Tuesday, 31 August 2010

Hello World

Hi, Sam here.

When I heard Brendan was going to be starting a blog to help with the VCAP study, I thought it would be a great opportunity for me to stop procrastinating and work on it too.

So just a brief background on me. Started using VMWare back in 2000, first production ESX site in 2003 (ESX2.5), currently running ESXi 4.0 update 2 with an upgrade to 4.1 pending in 3 weeks. We have been running effectively "cloud services" since 2005 and have offered this under the guise of Utility Computing.

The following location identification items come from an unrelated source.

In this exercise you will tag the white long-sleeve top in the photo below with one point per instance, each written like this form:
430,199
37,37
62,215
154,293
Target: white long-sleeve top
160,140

In the coming months, I hope to cover quite a bit on the VCAP blueprint as it relates to my current environment. Along with that I want to cover off on a few areas that appear to be lacking from what I have heard in podcasts and user group discussions. Things like developing a cost model, Billing Models, Virtualised Storage, Monitoring (Open Source Solutions), Monitoring (COTS) and some other tit bits learned by blooding my nose on the sharp end of innovation.

So enough from me now and talk to you all soon.

Saturday, 7 August 2010

Building an ESXi provisioning environment: Part 1

There are three things I knew I was going to need to build my provisioning environment:
  • A DHCP server
  • A TFTP server
  • An FTP or web server
The DHCP server should be obvious. I need my hosts to auto-configure their network awareness, and they need to know where to pick up the PXE image they're going to use to bootstrap the ESXi install process.

The TFTP server is going to provide the PXE boot image and ESXi bootstrap files.

The FTP or web server is the repository from which the ESXi installable image, kickstart script (ESXi install script), and post-install configure/build scripts are going to come from.

As far as I'm concerned, the quickest and least resource intensive way to achieve all three is to knock up a small Linux box. I chose Debian.

The DHCP server is of the ISC variety and is provided by the dhcp3-server package.

I went with the tftpd-hpa package, but any TFTP server will work for this - I'm not using any interesting features.

I opted for a web server over an FTP repository for my install media as it lends itself to a configuration script repository better than FTP. Apache's httpd server is my weapon of choice and Debian puts it in the apache2 package.

The PXE boot environment files we need come from the syslinux-common package. You'll need that too.

Install with:

vm-sys-cfg:~# apt-get install dhcp3-server tftpd-hpa apache2 syslinux-common

I've configured my host with the IP address of 10.0.0.1/24, which sets the scene for my DHCP server configuration.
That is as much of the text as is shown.